Vie parisienne. Au Louvre à l’ouverture. Le deuxième étage de l’aile Sully est fermé pour travaux, ce qui bloque la progression de ma Mémoire louvrière. Je sors par les Tuileries et gagne Saint-Germain-des-Prés. J’achète L’Équipe au kiosque du boulevard et décide de réaliser un de mes vieux rêves en m’installant à la terrasse du Flore. Je suis prêt à payer mon café au prix de la poudre d’or rien que pour satisfaire mes bas instincts de groupie et apercevoir un faciès connu dans ce riche quartier. Chou blanc. Tout ce que je vois, ce sont des touristes qui passent en scrutant les visages des clients attablés, comme je le fais quand je vais traîner mes guêtres à l’Écume des pages. Je pourrais dire à ces passants que je suis “le garçon d’Épinal” dont parle Pierre Bergounioux mais je doute que cette révélation suffise à susciter une avalanche de selfies. L’environnement vaut tout de même le détour. La jeune Asiatique, à ma droite, qui accroche son sac Vuitton au guéridon à l’aide d’une pince spéciale dont j’ignorais l’existence. Le bobo à ma gauche qui rend impropre à toute consultation ultérieure le JDD de la maison qu’il chiffonne et roule en boule après en avoir regardé les photos et qui paie sa consommation avec sa carte Premier aux armes de la Banque Rothschild. Le guignol en short, serviette éponge autour du cou, qui gare son auto de poche sur le passage piétons de la rue Saint-Benoît et vient fièrement dégouliner son “running” sous la marquise. Bref, je ne m’ennuie pas, le café n’est pas donné, certes, mais il y a une séance de cinéma en prime. je reviendrai, c’est sûr, quand j’aurai autre chose à dégainer qu’une poignée de piécettes et une pauvre carte du Crédit Agricole d’Alsace Lorraine.
LUNDI.
Lecture. J’ai déjà donné (I Gave At The Office, Donald Westlake, Simon & Schuster, 1971 pour l’édition originale, Payot & Rivages, coll. Rivages/Thriller, 2016 pour la traduction française, traduit de l’américain par Nicolas Bondil; 320 p., 22 €).
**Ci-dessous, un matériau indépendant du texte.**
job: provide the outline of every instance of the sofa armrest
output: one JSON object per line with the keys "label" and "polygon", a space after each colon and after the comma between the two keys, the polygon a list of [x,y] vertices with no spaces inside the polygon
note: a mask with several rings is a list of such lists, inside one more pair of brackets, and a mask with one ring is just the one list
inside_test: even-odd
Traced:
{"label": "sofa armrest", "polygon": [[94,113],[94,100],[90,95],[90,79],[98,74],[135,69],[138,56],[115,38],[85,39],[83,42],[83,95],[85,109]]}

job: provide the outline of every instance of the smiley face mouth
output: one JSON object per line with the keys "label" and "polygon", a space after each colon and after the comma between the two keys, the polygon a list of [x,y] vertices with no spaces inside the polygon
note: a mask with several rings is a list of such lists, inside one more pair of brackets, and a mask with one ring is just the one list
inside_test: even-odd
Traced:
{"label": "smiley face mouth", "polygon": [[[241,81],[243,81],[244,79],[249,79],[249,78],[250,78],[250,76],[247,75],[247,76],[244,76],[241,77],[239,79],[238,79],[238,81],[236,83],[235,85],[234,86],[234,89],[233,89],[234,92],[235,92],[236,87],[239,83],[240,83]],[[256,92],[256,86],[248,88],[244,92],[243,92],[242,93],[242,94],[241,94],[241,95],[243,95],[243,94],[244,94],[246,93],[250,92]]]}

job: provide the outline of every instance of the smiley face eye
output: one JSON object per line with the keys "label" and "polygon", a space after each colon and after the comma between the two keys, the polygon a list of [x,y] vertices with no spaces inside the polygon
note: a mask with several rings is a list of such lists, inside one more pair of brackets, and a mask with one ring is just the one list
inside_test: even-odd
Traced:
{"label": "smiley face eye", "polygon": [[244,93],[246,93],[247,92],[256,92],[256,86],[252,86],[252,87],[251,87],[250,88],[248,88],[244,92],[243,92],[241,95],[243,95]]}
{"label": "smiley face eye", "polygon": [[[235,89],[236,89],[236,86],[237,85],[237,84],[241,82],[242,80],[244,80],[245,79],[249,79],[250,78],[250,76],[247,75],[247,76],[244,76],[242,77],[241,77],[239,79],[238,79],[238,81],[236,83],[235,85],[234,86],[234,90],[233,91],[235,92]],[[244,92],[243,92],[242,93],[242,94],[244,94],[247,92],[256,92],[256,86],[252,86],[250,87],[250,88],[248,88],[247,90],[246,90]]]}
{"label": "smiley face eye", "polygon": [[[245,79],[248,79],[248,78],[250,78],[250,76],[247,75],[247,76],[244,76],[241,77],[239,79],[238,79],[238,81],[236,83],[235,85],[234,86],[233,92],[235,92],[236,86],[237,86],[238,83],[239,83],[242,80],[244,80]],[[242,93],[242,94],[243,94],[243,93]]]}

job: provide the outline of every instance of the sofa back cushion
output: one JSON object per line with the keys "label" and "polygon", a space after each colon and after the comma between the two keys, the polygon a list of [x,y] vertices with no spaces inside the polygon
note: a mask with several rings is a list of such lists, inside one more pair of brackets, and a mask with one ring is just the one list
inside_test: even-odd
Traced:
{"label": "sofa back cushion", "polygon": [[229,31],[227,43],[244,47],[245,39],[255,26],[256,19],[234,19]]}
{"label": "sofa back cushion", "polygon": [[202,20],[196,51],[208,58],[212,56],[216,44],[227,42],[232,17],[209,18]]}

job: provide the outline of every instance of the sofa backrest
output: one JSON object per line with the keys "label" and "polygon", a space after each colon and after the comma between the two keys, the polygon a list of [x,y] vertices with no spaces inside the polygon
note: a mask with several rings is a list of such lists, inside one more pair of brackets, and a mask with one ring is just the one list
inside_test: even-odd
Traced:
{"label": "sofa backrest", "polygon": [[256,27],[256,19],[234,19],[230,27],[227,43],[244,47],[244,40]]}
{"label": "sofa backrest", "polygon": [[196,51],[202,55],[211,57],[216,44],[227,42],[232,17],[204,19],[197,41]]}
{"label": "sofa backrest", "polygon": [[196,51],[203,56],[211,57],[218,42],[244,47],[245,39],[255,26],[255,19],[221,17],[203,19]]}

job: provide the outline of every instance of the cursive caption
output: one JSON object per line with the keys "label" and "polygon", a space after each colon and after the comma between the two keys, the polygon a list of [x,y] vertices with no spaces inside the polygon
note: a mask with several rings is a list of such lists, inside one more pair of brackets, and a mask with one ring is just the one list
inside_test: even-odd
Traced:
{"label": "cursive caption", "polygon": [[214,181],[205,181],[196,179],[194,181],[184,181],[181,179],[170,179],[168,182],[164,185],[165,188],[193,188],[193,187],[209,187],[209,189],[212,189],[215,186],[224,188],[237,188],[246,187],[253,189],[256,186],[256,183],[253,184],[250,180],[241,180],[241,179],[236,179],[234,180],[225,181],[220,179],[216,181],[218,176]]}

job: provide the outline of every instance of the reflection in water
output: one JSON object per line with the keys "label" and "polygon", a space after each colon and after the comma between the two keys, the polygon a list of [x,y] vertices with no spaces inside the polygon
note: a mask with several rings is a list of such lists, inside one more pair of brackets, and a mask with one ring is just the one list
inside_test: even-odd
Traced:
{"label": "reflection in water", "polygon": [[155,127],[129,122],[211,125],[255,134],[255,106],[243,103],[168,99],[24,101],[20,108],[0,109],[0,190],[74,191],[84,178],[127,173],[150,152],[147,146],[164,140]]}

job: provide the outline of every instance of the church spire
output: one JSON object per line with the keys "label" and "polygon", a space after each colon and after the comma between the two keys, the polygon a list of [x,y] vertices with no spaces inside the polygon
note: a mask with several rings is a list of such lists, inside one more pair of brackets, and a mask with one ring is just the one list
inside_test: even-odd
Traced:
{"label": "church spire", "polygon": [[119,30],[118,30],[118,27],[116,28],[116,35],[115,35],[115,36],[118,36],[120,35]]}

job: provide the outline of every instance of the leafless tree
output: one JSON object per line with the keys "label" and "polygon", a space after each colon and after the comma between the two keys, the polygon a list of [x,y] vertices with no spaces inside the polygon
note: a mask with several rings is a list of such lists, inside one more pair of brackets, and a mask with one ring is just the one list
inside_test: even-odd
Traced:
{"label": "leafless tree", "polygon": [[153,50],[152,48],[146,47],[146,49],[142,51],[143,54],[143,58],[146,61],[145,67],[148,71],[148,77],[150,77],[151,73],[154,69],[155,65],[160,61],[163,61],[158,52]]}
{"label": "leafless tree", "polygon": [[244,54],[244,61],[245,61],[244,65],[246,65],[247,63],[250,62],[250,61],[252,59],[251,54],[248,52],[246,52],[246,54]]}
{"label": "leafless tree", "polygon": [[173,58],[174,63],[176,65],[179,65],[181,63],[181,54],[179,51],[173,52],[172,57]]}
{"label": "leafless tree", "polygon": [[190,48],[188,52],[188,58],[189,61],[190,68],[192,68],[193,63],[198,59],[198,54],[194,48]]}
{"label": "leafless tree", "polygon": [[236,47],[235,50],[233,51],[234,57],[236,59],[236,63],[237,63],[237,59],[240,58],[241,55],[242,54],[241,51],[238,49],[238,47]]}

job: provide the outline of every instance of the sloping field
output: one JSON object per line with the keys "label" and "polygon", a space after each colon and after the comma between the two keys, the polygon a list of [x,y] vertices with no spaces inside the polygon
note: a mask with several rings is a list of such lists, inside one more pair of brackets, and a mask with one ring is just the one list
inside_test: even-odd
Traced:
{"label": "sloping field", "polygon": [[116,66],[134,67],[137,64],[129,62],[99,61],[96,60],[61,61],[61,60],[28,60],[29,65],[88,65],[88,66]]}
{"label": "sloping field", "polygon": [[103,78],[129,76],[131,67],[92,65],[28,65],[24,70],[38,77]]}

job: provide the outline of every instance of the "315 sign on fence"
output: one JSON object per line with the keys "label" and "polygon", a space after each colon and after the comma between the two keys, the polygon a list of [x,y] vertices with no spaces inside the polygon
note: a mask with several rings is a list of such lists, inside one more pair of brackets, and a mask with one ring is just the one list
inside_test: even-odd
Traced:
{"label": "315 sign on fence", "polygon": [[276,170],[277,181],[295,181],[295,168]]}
Épinal – Châtel-Nomexy (et retour). Grégoire Delacourt, La Liste de mes envies (Le Livre de poche, 2013).
MERCREDI.
Éphéméride.
“2 messidor an XIII (21 juin 1805)
Je me sens gâter le plaisir que je me promets de mon voyage de Marseille par les discussions stupides, tristes et avilissantes auxquelles il donne lieu avec mon père et mon grand-père. Ils m’objectent des raisons stupides (voici les raisons de ces trois épithètes), ils me présagent un avenir triste en général, et en particulier ils me montrent en détail les démarches humiliantes qu’ils croient qu’il faudra faire. Ils sont devenus tous les deux avares. Mon grand-père voit des obstacles partout, et voudrait tout renvoyer. Mon père remet en discussion le passage d’obstacles et en gémit, lorsqu’on a indiqué depuis longtemps la manière de les surmonter. Est-ce exprès, est-ce par faiblesse de tête et de cœur ?” (Stendhal, Journal)
Lecture. Témoignages (Saint-John Perse, Gallimard, 1972, “Œuvres complètes”, Gallimard, Bibliothèque de la Pléiade n° 240, 1972; 1428 p., 56 €).
VENDREDI.
Lecture. Récit de l’extraordinaire et affligeant naufrage du baleinier Essex (Narrative of the Most Extraordinary and Distressing Shipwreck of the Whale-Ship Essex, Owen Chase, 1821 pour l’édition originale, Robert Laffont, 2015 pour la traduction française, traduit de l’américain par Xavier Bachelot; 160 p., 9,50 €).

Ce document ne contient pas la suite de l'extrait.